Try writing a program that spawns 5000 threads and has them get the current time in microseconds, and then write it in a file. You won't have any collisions unless you do some kind of precise coordination between them. In fact, you likely only have a shot at getting the same timestamp if you call from different threads, because just executing the instructions to read the current time takes long enough that two calls in a row will get different values.

> TL;DR: microsecond timestamps do not provide sufficient entropy for uniqueness constraints over common workloads.

See, that's the part I have a problem with, because I've had quite the opposite experience (without even having Cassandra involved).

aphyr · on Sept 5, 2013

Like I said, mean free paths will vary depending on your write profile. None of this alters my original assertion, which is that row operations are not isolated.

cbsmith · on Sept 5, 2013

You've got a corner case that is way harder to hit than you think you've measured it to be, and the scenarios where it may happen would have almost certainly not have the design required to cause it. Even so, it is addressable.

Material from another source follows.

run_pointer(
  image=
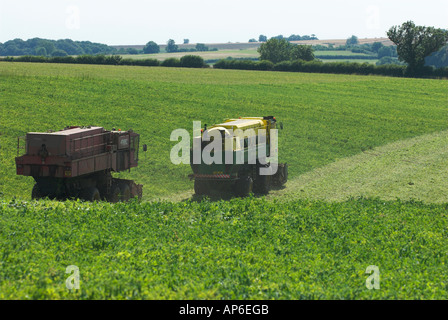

Based on my own experiences with this scenario, I'd be surprised if you managed to experience any problems if you turned off throttling (and didn't force everything to the same timestamp).

So yeah, you have a scenario that can happen, and I'd recommend anyone who absolutely cannot have that happen either not use Cassandra or design their schema accordingly. Absent that scenario though, row operations are isolated.

aphyr · on Sept 5, 2013

You're presuming that all reads occur after the system has quiesced. This is not always the case. I'm happy your write pattern works for you, and that you measure your consistency; I'm just trying to keep folks honest about what their systems actually provide; and give them tools to analyze those constraints.

cbsmith · on Sept 5, 2013

> You're presuming that all reads occur after the system has quiesced.

It sure looked like they did, but maybe I misread the code.

> This is not always the case.

Even if that weren't the case, you might check out the probabilities on your birthday problem. What you've got is effectively a calendar with 100 million days (microseconds in the benchmark's 100 seconds) and 5 people (5 writes to the same record). You've managed to end up with those 5 people sharing a birthday well over 1% of the time.

> I'm just trying to keep folks honest about what their systems actually provide

I appreciate that you've found an interesting corner case that I'd not considered.

Actually, it's not that I hadn't considered it. When creating client side timestamps I do tend to think about this scenario, but with server side timestamps, I tend to think of it much like I think of collisions on Type 1 UUID's, but in truth the probabilities are higher.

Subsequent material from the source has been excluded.